The Senate has been gridlocked since a June 8 coup by a Republican-dominated coalition over the Democratic conference that thought it won the majority.
Paterson’s position is simple: extraordinary times call for extraordinary measures. But the question is whether he has the political power to keep his appointment.
On Wednesday, Paterson explained his decision and his motivation.
“When I assumed the office of governor I took an oath and I swore to protect and defend the New York State constitution. The welfare of the people of this state, their security and safety, their economic stability must be my most important responsibilities,” Paterson said during his televised speech on Wednesday.
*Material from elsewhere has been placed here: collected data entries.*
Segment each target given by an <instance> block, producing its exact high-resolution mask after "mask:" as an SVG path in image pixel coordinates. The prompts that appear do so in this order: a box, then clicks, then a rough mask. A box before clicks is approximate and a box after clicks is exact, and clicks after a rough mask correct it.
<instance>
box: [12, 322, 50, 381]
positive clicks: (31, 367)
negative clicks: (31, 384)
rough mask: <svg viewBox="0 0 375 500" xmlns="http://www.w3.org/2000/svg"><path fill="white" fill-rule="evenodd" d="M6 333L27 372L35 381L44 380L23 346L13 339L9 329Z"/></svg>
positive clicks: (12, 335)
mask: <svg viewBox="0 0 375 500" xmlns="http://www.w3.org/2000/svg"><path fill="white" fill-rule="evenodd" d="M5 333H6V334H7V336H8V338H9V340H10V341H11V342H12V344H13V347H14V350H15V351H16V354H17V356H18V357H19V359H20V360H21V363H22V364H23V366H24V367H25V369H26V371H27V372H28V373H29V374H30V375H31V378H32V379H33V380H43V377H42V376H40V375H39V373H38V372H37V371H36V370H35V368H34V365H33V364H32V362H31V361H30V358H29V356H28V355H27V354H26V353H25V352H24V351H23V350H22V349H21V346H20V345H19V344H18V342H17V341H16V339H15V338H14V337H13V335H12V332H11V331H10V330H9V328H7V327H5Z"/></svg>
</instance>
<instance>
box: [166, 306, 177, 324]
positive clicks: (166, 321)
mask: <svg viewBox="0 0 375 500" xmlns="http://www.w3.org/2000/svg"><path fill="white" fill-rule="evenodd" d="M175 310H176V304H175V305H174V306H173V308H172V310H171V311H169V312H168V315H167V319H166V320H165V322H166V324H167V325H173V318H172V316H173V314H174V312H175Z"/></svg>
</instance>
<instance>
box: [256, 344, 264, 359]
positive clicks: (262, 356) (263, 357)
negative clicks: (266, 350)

“There is nothing in the constitution nor in the law that says I cannot fill the vacant post of lieutenant governor. So therefore today I will appoint a lieutenant governor who will serve out the remainder of my term with me,” Paterson said, adding he consulted with lawyers and legal experts.
“I have selected Richard Ravitch, the former chair of the MTA and the Urban Development Corporation and a vital leader of the fiscal recovery in the ’70s to serve with me until 2010. He will not be a candidate thereafter,” he said.
Depending on the legality of the appointment, Paterson could be seen as the hero who saved Albany or as Republican Senator Dean Skelos sees it, a politically selfish governor who’s partisan maneuvering stands to make an already bad situation worse.
“The days of powerful leaders controlling everything are over. The days of three men in a room raising taxes and spending in secret are done. The governor and those wedded to the past must recognize that Albany is changing for the better,” said Sen. Dean Skelos (R-RockvilleCentre).
Ravitch, a former MTA chief, who recently took the lead in helping to solve the agency’s budget crisis, has a reputation as a well-regarded public servant with a record of service dating back to the 1960s. But ultimately, the fate of his appointment, which has already been challenged by the State Attorney General, could be decided in court.